Moon weighs 'Quad lite' at Biden summit

South Korea president walks fine line between US and China

U.S. President Joe Biden is due to meet South Korean President Moon Jae-in in the White House on Friday. (Biden photo by Getty/Kyodo, Moon photo by Yonhap/Kyodo)

SEOUL -- When South Korean President Moon Jae-in meets U.S. President Joe Biden in the White House on Friday, the two are likely to discuss ways for Seoul to cooperate with the Quad.

The U.S. has sought South Korea's further cooperation in its policies addressing China. But Seoul aims to keep ties with the Quad -- a loose alliance among the U.S., Japan, India and Australia -- at a level that avoids drawing a forceful response from Beijing.

During the four-way summit held online in March, the Quad leaders decided to establish three working groups focused on vaccines, advanced technology and climate change.

Washington has been urging South Korea and other relevant nations to join these working groups, according to a diplomatic source. The Moon administration is considering passing on joining the Quad outright while taking part in the working groups.

The two sides continue to discuss the summit's agenda via back channels.

The Quad, short for the Quadrilateral Security Dialogue, is based on the shared values of freedom and democracy that look to serve as a counterweight against China's rising military and economic clout.

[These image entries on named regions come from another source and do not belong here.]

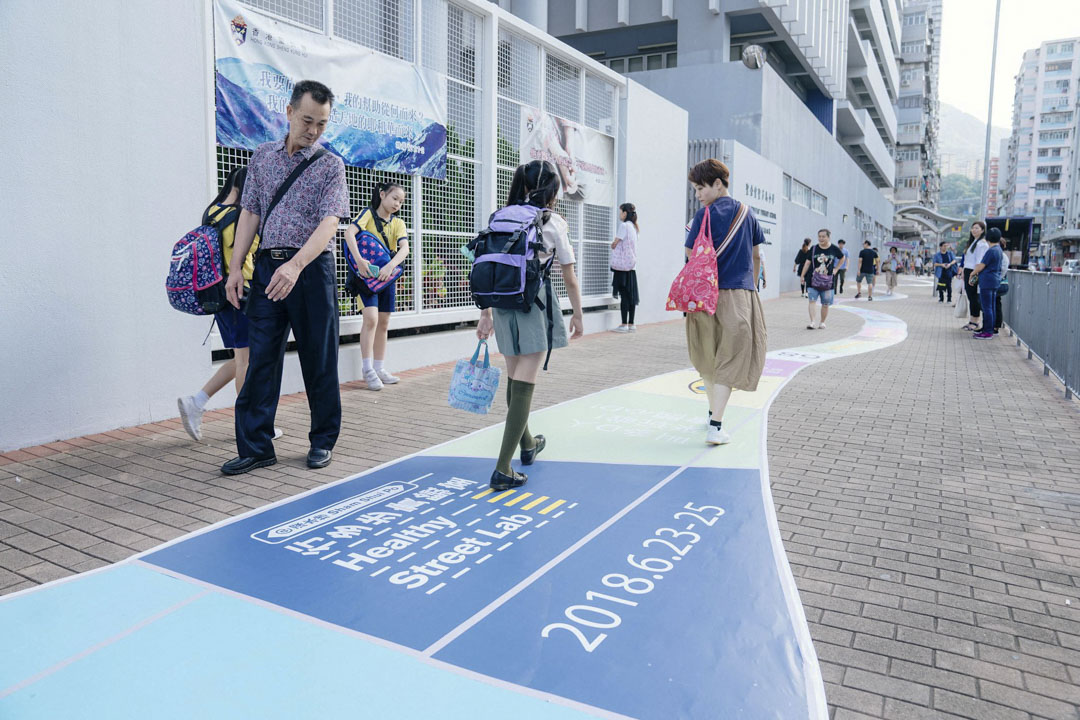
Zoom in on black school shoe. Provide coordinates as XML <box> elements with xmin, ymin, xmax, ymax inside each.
<box><xmin>488</xmin><ymin>468</ymin><xmax>529</xmax><ymax>490</ymax></box>
<box><xmin>221</xmin><ymin>456</ymin><xmax>278</xmax><ymax>475</ymax></box>
<box><xmin>522</xmin><ymin>435</ymin><xmax>548</xmax><ymax>465</ymax></box>
<box><xmin>308</xmin><ymin>448</ymin><xmax>334</xmax><ymax>470</ymax></box>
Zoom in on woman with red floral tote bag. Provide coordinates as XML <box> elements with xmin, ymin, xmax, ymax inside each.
<box><xmin>669</xmin><ymin>159</ymin><xmax>767</xmax><ymax>445</ymax></box>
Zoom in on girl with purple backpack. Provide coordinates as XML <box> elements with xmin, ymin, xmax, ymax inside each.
<box><xmin>176</xmin><ymin>167</ymin><xmax>281</xmax><ymax>440</ymax></box>
<box><xmin>476</xmin><ymin>160</ymin><xmax>584</xmax><ymax>490</ymax></box>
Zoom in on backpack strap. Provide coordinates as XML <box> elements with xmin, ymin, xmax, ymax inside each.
<box><xmin>259</xmin><ymin>148</ymin><xmax>326</xmax><ymax>237</ymax></box>
<box><xmin>705</xmin><ymin>200</ymin><xmax>750</xmax><ymax>257</ymax></box>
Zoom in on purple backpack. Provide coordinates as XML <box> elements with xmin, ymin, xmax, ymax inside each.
<box><xmin>468</xmin><ymin>205</ymin><xmax>554</xmax><ymax>312</ymax></box>
<box><xmin>165</xmin><ymin>208</ymin><xmax>240</xmax><ymax>315</ymax></box>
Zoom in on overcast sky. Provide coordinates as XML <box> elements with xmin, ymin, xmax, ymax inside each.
<box><xmin>939</xmin><ymin>0</ymin><xmax>1080</xmax><ymax>129</ymax></box>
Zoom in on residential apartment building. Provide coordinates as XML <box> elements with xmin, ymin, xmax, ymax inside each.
<box><xmin>1001</xmin><ymin>38</ymin><xmax>1080</xmax><ymax>227</ymax></box>
<box><xmin>893</xmin><ymin>0</ymin><xmax>937</xmax><ymax>208</ymax></box>
<box><xmin>492</xmin><ymin>0</ymin><xmax>901</xmax><ymax>289</ymax></box>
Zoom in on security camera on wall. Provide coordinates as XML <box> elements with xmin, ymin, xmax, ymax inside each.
<box><xmin>743</xmin><ymin>45</ymin><xmax>766</xmax><ymax>70</ymax></box>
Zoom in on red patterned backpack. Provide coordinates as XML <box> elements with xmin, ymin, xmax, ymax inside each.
<box><xmin>667</xmin><ymin>202</ymin><xmax>750</xmax><ymax>315</ymax></box>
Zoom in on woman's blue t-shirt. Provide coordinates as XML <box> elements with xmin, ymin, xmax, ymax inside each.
<box><xmin>978</xmin><ymin>243</ymin><xmax>1005</xmax><ymax>290</ymax></box>
<box><xmin>686</xmin><ymin>196</ymin><xmax>765</xmax><ymax>290</ymax></box>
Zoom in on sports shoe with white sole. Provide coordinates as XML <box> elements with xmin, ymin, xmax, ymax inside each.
<box><xmin>705</xmin><ymin>425</ymin><xmax>731</xmax><ymax>445</ymax></box>
<box><xmin>176</xmin><ymin>395</ymin><xmax>202</xmax><ymax>443</ymax></box>
<box><xmin>364</xmin><ymin>370</ymin><xmax>382</xmax><ymax>390</ymax></box>
<box><xmin>375</xmin><ymin>370</ymin><xmax>402</xmax><ymax>385</ymax></box>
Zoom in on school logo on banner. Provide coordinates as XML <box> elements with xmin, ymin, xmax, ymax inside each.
<box><xmin>229</xmin><ymin>15</ymin><xmax>247</xmax><ymax>45</ymax></box>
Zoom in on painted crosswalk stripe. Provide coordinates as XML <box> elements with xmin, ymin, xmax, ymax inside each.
<box><xmin>503</xmin><ymin>492</ymin><xmax>532</xmax><ymax>507</ymax></box>
<box><xmin>522</xmin><ymin>495</ymin><xmax>551</xmax><ymax>510</ymax></box>
<box><xmin>540</xmin><ymin>500</ymin><xmax>566</xmax><ymax>515</ymax></box>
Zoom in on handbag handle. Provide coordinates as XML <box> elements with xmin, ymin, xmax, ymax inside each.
<box><xmin>470</xmin><ymin>340</ymin><xmax>491</xmax><ymax>369</ymax></box>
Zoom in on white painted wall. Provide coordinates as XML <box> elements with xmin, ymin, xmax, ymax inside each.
<box><xmin>619</xmin><ymin>80</ymin><xmax>689</xmax><ymax>323</ymax></box>
<box><xmin>0</xmin><ymin>0</ymin><xmax>687</xmax><ymax>451</ymax></box>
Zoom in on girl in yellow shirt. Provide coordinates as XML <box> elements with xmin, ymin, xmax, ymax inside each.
<box><xmin>345</xmin><ymin>182</ymin><xmax>408</xmax><ymax>390</ymax></box>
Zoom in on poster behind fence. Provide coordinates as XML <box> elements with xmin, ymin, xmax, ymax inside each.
<box><xmin>521</xmin><ymin>107</ymin><xmax>616</xmax><ymax>207</ymax></box>
<box><xmin>214</xmin><ymin>0</ymin><xmax>446</xmax><ymax>179</ymax></box>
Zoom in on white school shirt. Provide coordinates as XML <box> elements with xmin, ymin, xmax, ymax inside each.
<box><xmin>611</xmin><ymin>222</ymin><xmax>637</xmax><ymax>270</ymax></box>
<box><xmin>539</xmin><ymin>213</ymin><xmax>577</xmax><ymax>264</ymax></box>
<box><xmin>963</xmin><ymin>237</ymin><xmax>990</xmax><ymax>270</ymax></box>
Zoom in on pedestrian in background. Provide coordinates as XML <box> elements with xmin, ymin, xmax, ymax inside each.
<box><xmin>221</xmin><ymin>80</ymin><xmax>349</xmax><ymax>475</ymax></box>
<box><xmin>795</xmin><ymin>237</ymin><xmax>811</xmax><ymax>298</ymax></box>
<box><xmin>610</xmin><ymin>203</ymin><xmax>640</xmax><ymax>332</ymax></box>
<box><xmin>833</xmin><ymin>239</ymin><xmax>851</xmax><ymax>295</ymax></box>
<box><xmin>968</xmin><ymin>228</ymin><xmax>1004</xmax><ymax>340</ymax></box>
<box><xmin>885</xmin><ymin>247</ymin><xmax>901</xmax><ymax>295</ymax></box>
<box><xmin>345</xmin><ymin>182</ymin><xmax>408</xmax><ymax>390</ymax></box>
<box><xmin>855</xmin><ymin>240</ymin><xmax>878</xmax><ymax>300</ymax></box>
<box><xmin>476</xmin><ymin>160</ymin><xmax>584</xmax><ymax>490</ymax></box>
<box><xmin>685</xmin><ymin>158</ymin><xmax>767</xmax><ymax>445</ymax></box>
<box><xmin>934</xmin><ymin>242</ymin><xmax>956</xmax><ymax>303</ymax></box>
<box><xmin>176</xmin><ymin>167</ymin><xmax>281</xmax><ymax>440</ymax></box>
<box><xmin>802</xmin><ymin>228</ymin><xmax>843</xmax><ymax>330</ymax></box>
<box><xmin>960</xmin><ymin>220</ymin><xmax>989</xmax><ymax>330</ymax></box>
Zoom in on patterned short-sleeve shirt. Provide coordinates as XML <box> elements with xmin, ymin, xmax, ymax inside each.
<box><xmin>240</xmin><ymin>140</ymin><xmax>349</xmax><ymax>250</ymax></box>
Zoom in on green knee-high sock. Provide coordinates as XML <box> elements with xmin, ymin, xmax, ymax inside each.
<box><xmin>495</xmin><ymin>380</ymin><xmax>536</xmax><ymax>475</ymax></box>
<box><xmin>507</xmin><ymin>378</ymin><xmax>537</xmax><ymax>450</ymax></box>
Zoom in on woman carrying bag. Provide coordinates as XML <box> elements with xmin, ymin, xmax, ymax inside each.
<box><xmin>476</xmin><ymin>160</ymin><xmax>584</xmax><ymax>490</ymax></box>
<box><xmin>667</xmin><ymin>158</ymin><xmax>767</xmax><ymax>445</ymax></box>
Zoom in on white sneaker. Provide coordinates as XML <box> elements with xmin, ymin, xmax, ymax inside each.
<box><xmin>176</xmin><ymin>395</ymin><xmax>202</xmax><ymax>443</ymax></box>
<box><xmin>705</xmin><ymin>424</ymin><xmax>731</xmax><ymax>445</ymax></box>
<box><xmin>375</xmin><ymin>369</ymin><xmax>402</xmax><ymax>385</ymax></box>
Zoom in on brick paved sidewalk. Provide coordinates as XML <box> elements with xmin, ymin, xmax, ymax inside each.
<box><xmin>0</xmin><ymin>287</ymin><xmax>1080</xmax><ymax>720</ymax></box>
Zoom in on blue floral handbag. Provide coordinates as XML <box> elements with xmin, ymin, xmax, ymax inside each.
<box><xmin>447</xmin><ymin>340</ymin><xmax>502</xmax><ymax>415</ymax></box>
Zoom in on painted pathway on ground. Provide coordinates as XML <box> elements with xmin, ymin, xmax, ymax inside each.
<box><xmin>0</xmin><ymin>307</ymin><xmax>907</xmax><ymax>720</ymax></box>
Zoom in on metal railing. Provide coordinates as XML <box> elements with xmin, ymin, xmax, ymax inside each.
<box><xmin>1001</xmin><ymin>270</ymin><xmax>1080</xmax><ymax>399</ymax></box>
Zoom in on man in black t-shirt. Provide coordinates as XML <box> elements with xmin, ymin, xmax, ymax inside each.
<box><xmin>855</xmin><ymin>240</ymin><xmax>878</xmax><ymax>300</ymax></box>
<box><xmin>801</xmin><ymin>228</ymin><xmax>843</xmax><ymax>330</ymax></box>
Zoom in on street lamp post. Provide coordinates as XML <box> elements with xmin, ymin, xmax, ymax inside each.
<box><xmin>978</xmin><ymin>0</ymin><xmax>1001</xmax><ymax>217</ymax></box>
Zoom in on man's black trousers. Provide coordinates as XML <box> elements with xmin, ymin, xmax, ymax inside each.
<box><xmin>235</xmin><ymin>250</ymin><xmax>341</xmax><ymax>458</ymax></box>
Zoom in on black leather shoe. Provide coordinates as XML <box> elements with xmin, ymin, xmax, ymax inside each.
<box><xmin>221</xmin><ymin>458</ymin><xmax>278</xmax><ymax>475</ymax></box>
<box><xmin>489</xmin><ymin>470</ymin><xmax>529</xmax><ymax>490</ymax></box>
<box><xmin>522</xmin><ymin>435</ymin><xmax>548</xmax><ymax>465</ymax></box>
<box><xmin>308</xmin><ymin>448</ymin><xmax>334</xmax><ymax>470</ymax></box>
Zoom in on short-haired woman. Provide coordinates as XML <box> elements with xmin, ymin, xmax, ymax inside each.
<box><xmin>685</xmin><ymin>158</ymin><xmax>766</xmax><ymax>445</ymax></box>
<box><xmin>610</xmin><ymin>203</ymin><xmax>640</xmax><ymax>332</ymax></box>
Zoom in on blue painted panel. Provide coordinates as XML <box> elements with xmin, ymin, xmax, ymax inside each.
<box><xmin>436</xmin><ymin>468</ymin><xmax>807</xmax><ymax>720</ymax></box>
<box><xmin>0</xmin><ymin>595</ymin><xmax>594</xmax><ymax>720</ymax></box>
<box><xmin>145</xmin><ymin>457</ymin><xmax>674</xmax><ymax>650</ymax></box>
<box><xmin>0</xmin><ymin>566</ymin><xmax>202</xmax><ymax>690</ymax></box>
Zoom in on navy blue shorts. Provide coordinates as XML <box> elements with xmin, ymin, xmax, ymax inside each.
<box><xmin>214</xmin><ymin>304</ymin><xmax>248</xmax><ymax>349</ymax></box>
<box><xmin>356</xmin><ymin>282</ymin><xmax>397</xmax><ymax>312</ymax></box>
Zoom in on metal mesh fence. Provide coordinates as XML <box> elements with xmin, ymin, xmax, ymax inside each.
<box><xmin>243</xmin><ymin>0</ymin><xmax>326</xmax><ymax>32</ymax></box>
<box><xmin>334</xmin><ymin>0</ymin><xmax>416</xmax><ymax>60</ymax></box>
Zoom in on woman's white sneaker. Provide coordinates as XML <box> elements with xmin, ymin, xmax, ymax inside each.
<box><xmin>705</xmin><ymin>424</ymin><xmax>731</xmax><ymax>445</ymax></box>
<box><xmin>375</xmin><ymin>370</ymin><xmax>402</xmax><ymax>385</ymax></box>
<box><xmin>364</xmin><ymin>370</ymin><xmax>382</xmax><ymax>390</ymax></box>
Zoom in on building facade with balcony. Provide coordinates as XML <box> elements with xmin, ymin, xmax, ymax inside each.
<box><xmin>492</xmin><ymin>0</ymin><xmax>901</xmax><ymax>290</ymax></box>
<box><xmin>1001</xmin><ymin>38</ymin><xmax>1080</xmax><ymax>234</ymax></box>
<box><xmin>893</xmin><ymin>0</ymin><xmax>942</xmax><ymax>213</ymax></box>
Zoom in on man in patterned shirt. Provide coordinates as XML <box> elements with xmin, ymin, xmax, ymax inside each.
<box><xmin>221</xmin><ymin>80</ymin><xmax>349</xmax><ymax>475</ymax></box>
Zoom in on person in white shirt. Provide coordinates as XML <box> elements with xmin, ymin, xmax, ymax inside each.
<box><xmin>960</xmin><ymin>220</ymin><xmax>989</xmax><ymax>330</ymax></box>
<box><xmin>611</xmin><ymin>203</ymin><xmax>640</xmax><ymax>332</ymax></box>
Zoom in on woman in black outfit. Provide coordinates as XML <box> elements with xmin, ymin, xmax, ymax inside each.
<box><xmin>795</xmin><ymin>237</ymin><xmax>811</xmax><ymax>298</ymax></box>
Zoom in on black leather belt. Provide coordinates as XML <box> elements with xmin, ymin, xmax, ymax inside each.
<box><xmin>257</xmin><ymin>247</ymin><xmax>300</xmax><ymax>260</ymax></box>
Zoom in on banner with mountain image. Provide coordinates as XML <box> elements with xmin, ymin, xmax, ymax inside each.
<box><xmin>214</xmin><ymin>0</ymin><xmax>446</xmax><ymax>179</ymax></box>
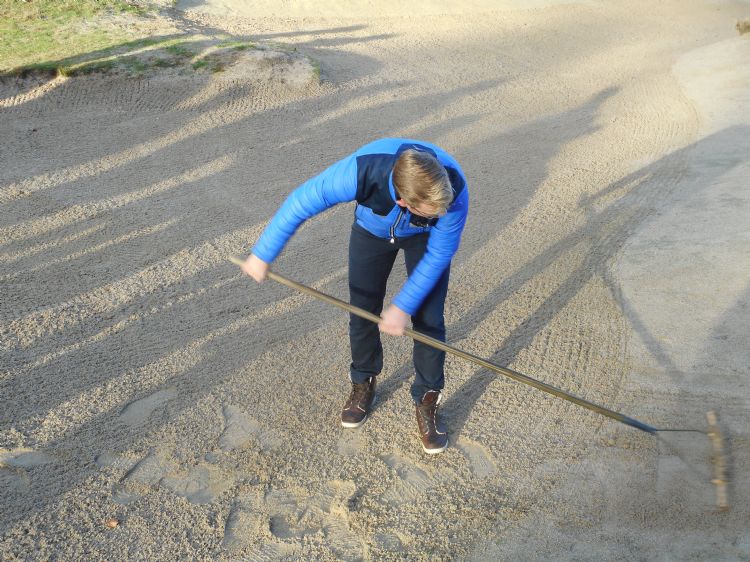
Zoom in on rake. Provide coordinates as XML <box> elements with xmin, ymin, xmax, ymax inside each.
<box><xmin>228</xmin><ymin>257</ymin><xmax>729</xmax><ymax>511</ymax></box>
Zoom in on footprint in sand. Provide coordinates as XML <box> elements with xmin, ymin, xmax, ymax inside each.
<box><xmin>219</xmin><ymin>406</ymin><xmax>281</xmax><ymax>451</ymax></box>
<box><xmin>456</xmin><ymin>437</ymin><xmax>497</xmax><ymax>478</ymax></box>
<box><xmin>337</xmin><ymin>428</ymin><xmax>364</xmax><ymax>457</ymax></box>
<box><xmin>120</xmin><ymin>388</ymin><xmax>177</xmax><ymax>426</ymax></box>
<box><xmin>380</xmin><ymin>453</ymin><xmax>437</xmax><ymax>505</ymax></box>
<box><xmin>223</xmin><ymin>480</ymin><xmax>364</xmax><ymax>560</ymax></box>
<box><xmin>0</xmin><ymin>448</ymin><xmax>55</xmax><ymax>491</ymax></box>
<box><xmin>101</xmin><ymin>451</ymin><xmax>234</xmax><ymax>504</ymax></box>
<box><xmin>160</xmin><ymin>464</ymin><xmax>234</xmax><ymax>504</ymax></box>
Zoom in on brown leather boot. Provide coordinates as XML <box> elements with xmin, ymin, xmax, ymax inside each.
<box><xmin>417</xmin><ymin>390</ymin><xmax>448</xmax><ymax>455</ymax></box>
<box><xmin>341</xmin><ymin>377</ymin><xmax>375</xmax><ymax>428</ymax></box>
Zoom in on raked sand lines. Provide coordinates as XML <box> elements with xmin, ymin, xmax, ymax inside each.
<box><xmin>27</xmin><ymin>269</ymin><xmax>344</xmax><ymax>443</ymax></box>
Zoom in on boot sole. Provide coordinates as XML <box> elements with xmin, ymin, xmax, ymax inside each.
<box><xmin>341</xmin><ymin>396</ymin><xmax>378</xmax><ymax>429</ymax></box>
<box><xmin>341</xmin><ymin>415</ymin><xmax>370</xmax><ymax>429</ymax></box>
<box><xmin>422</xmin><ymin>445</ymin><xmax>448</xmax><ymax>455</ymax></box>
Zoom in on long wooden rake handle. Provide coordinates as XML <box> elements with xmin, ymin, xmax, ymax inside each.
<box><xmin>229</xmin><ymin>257</ymin><xmax>659</xmax><ymax>434</ymax></box>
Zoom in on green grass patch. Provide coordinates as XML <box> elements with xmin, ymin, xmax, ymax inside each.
<box><xmin>0</xmin><ymin>0</ymin><xmax>154</xmax><ymax>73</ymax></box>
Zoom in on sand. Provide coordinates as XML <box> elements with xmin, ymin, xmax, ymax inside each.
<box><xmin>0</xmin><ymin>0</ymin><xmax>750</xmax><ymax>560</ymax></box>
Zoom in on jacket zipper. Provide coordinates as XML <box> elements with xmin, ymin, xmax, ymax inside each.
<box><xmin>391</xmin><ymin>209</ymin><xmax>404</xmax><ymax>244</ymax></box>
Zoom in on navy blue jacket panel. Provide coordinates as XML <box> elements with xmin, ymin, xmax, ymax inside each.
<box><xmin>253</xmin><ymin>138</ymin><xmax>469</xmax><ymax>314</ymax></box>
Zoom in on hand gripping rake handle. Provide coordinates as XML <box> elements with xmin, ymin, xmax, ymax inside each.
<box><xmin>229</xmin><ymin>257</ymin><xmax>659</xmax><ymax>434</ymax></box>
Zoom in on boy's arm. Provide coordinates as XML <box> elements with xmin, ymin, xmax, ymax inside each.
<box><xmin>393</xmin><ymin>189</ymin><xmax>469</xmax><ymax>315</ymax></box>
<box><xmin>247</xmin><ymin>154</ymin><xmax>357</xmax><ymax>264</ymax></box>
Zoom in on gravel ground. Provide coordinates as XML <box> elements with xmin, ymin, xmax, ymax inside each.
<box><xmin>0</xmin><ymin>0</ymin><xmax>750</xmax><ymax>560</ymax></box>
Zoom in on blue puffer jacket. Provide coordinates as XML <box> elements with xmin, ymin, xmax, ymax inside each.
<box><xmin>253</xmin><ymin>138</ymin><xmax>469</xmax><ymax>314</ymax></box>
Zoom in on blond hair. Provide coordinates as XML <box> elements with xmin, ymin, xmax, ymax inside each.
<box><xmin>393</xmin><ymin>149</ymin><xmax>453</xmax><ymax>213</ymax></box>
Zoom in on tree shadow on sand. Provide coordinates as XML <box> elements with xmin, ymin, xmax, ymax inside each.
<box><xmin>444</xmin><ymin>126</ymin><xmax>750</xmax><ymax>439</ymax></box>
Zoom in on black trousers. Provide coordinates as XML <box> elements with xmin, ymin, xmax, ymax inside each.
<box><xmin>349</xmin><ymin>222</ymin><xmax>450</xmax><ymax>403</ymax></box>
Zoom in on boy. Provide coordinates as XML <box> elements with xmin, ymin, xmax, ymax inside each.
<box><xmin>242</xmin><ymin>138</ymin><xmax>469</xmax><ymax>454</ymax></box>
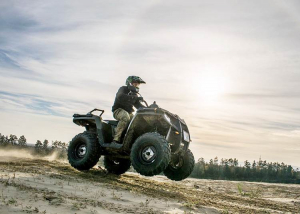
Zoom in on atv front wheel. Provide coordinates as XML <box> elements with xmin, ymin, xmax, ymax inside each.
<box><xmin>68</xmin><ymin>132</ymin><xmax>100</xmax><ymax>170</ymax></box>
<box><xmin>164</xmin><ymin>149</ymin><xmax>195</xmax><ymax>181</ymax></box>
<box><xmin>104</xmin><ymin>156</ymin><xmax>131</xmax><ymax>175</ymax></box>
<box><xmin>130</xmin><ymin>132</ymin><xmax>171</xmax><ymax>176</ymax></box>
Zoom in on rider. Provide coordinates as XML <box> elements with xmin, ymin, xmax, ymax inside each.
<box><xmin>112</xmin><ymin>76</ymin><xmax>146</xmax><ymax>144</ymax></box>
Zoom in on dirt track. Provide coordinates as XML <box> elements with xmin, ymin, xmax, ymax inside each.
<box><xmin>0</xmin><ymin>157</ymin><xmax>300</xmax><ymax>214</ymax></box>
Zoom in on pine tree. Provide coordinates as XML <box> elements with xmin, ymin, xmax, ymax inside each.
<box><xmin>18</xmin><ymin>135</ymin><xmax>27</xmax><ymax>147</ymax></box>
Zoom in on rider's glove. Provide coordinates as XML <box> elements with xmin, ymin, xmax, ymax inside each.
<box><xmin>137</xmin><ymin>97</ymin><xmax>144</xmax><ymax>102</ymax></box>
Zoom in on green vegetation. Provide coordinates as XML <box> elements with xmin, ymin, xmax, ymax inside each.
<box><xmin>0</xmin><ymin>133</ymin><xmax>300</xmax><ymax>183</ymax></box>
<box><xmin>191</xmin><ymin>157</ymin><xmax>300</xmax><ymax>184</ymax></box>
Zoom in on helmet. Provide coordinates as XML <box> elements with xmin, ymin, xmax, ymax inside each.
<box><xmin>126</xmin><ymin>76</ymin><xmax>146</xmax><ymax>86</ymax></box>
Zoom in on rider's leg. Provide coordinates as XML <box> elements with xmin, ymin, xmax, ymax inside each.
<box><xmin>113</xmin><ymin>108</ymin><xmax>133</xmax><ymax>142</ymax></box>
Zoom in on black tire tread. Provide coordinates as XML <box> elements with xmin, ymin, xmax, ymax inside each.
<box><xmin>130</xmin><ymin>132</ymin><xmax>171</xmax><ymax>176</ymax></box>
<box><xmin>68</xmin><ymin>131</ymin><xmax>101</xmax><ymax>170</ymax></box>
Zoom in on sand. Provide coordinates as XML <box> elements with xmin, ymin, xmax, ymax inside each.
<box><xmin>0</xmin><ymin>154</ymin><xmax>300</xmax><ymax>214</ymax></box>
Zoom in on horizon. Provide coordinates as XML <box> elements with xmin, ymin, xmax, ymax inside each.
<box><xmin>0</xmin><ymin>0</ymin><xmax>300</xmax><ymax>168</ymax></box>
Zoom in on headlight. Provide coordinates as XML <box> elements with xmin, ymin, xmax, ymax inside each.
<box><xmin>183</xmin><ymin>131</ymin><xmax>190</xmax><ymax>142</ymax></box>
<box><xmin>165</xmin><ymin>114</ymin><xmax>171</xmax><ymax>123</ymax></box>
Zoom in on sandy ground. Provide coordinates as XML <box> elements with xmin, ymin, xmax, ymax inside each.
<box><xmin>0</xmin><ymin>154</ymin><xmax>300</xmax><ymax>214</ymax></box>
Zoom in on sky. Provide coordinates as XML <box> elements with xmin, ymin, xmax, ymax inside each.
<box><xmin>0</xmin><ymin>0</ymin><xmax>300</xmax><ymax>167</ymax></box>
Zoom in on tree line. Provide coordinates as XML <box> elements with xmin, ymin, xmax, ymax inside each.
<box><xmin>0</xmin><ymin>133</ymin><xmax>300</xmax><ymax>184</ymax></box>
<box><xmin>0</xmin><ymin>133</ymin><xmax>68</xmax><ymax>158</ymax></box>
<box><xmin>191</xmin><ymin>157</ymin><xmax>300</xmax><ymax>184</ymax></box>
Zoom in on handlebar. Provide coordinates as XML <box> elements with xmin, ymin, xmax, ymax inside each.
<box><xmin>88</xmin><ymin>108</ymin><xmax>104</xmax><ymax>117</ymax></box>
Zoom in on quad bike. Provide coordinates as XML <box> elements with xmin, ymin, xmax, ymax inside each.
<box><xmin>68</xmin><ymin>102</ymin><xmax>195</xmax><ymax>181</ymax></box>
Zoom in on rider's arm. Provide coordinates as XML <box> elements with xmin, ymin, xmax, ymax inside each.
<box><xmin>133</xmin><ymin>100</ymin><xmax>146</xmax><ymax>109</ymax></box>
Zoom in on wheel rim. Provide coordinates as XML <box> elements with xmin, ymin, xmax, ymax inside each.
<box><xmin>140</xmin><ymin>146</ymin><xmax>157</xmax><ymax>164</ymax></box>
<box><xmin>75</xmin><ymin>143</ymin><xmax>87</xmax><ymax>159</ymax></box>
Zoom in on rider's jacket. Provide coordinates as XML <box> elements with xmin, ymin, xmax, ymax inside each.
<box><xmin>112</xmin><ymin>86</ymin><xmax>145</xmax><ymax>114</ymax></box>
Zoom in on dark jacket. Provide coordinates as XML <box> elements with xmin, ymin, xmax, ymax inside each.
<box><xmin>112</xmin><ymin>86</ymin><xmax>145</xmax><ymax>114</ymax></box>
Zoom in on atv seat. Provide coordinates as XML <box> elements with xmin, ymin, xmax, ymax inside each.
<box><xmin>104</xmin><ymin>120</ymin><xmax>119</xmax><ymax>126</ymax></box>
<box><xmin>73</xmin><ymin>114</ymin><xmax>93</xmax><ymax>117</ymax></box>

Although the U.S. is South Korea's sole alliance partner, the Moon administration has aimed to strike a diplomatic course in which Seoul is not fully aligned with either the U.S. or China.

The South Korea government has kept the Quad at arm's length in light of the strong counter-China characteristics, saying it has never received a request to join the framework. But with the U.S. repeatedly asking for assistance, it appears Seoul is leaning toward the idea that some kind of involvement will be necessary.

In return for the limited engagement with the Quad, Moon seeks to draw from Biden a positive response on a swift resumption of talks between the U.S. and North Korea. The South Korean president first plans to confirm that the Biden administration will stand by the joint statement signed by former President Donald Trump and North Korean leader Kim Jong Un in Singapore in 2018.

The document says that North Korea "commits to work towards complete denuclearization of the Korean Peninsula." Should the North move in that direction, South Korea seeks to build consensus around a phased denuclearization that would include eased sanctions as part of the incentives.

U.S. support for vaccine supplies to South Korea will also be on the agenda during Friday's summit. Moon has weathered criticism for delays in procuring vaccines. Seoul aims to administer the first round of shots to 70% of the population by September, but that goal looks shaky.

The U.S. has indicated it will prioritize Quad nations when it comes to vaccine supplies. Washington is seen determining the scope of vaccine assistance to South Korea based on Seoul's stance toward the Quad.

Whether South Korea receives meaningful support on vaccines will factor heavily in the presidential election next spring. Some experts believe Moon will be compelled to cooperate with the Quad due to those political calculations.

Seoul is also prepared to cooperate with the U.S. on the semiconductor supply chain, with executives from Samsung Electronics and SK Hynix set to accompany Moon to Washington. The entourage is expected to participate in a U.S. Department of Commerce meeting on Thursday and describe plans for investments and stabilizing supplies.

If South Korea does draw closer to the Quad, it would elicit a reaction from China. Wang Yi, China's foreign minister, has likened the Quad to an Indo-Pacific version of NATO.

When Moon's predecessor, Park Geun-hye, decided to deploy the U.S.-made THAAD missile shield in 2016, China retaliated through harsh economic actions, such as limiting group travel to South Korea.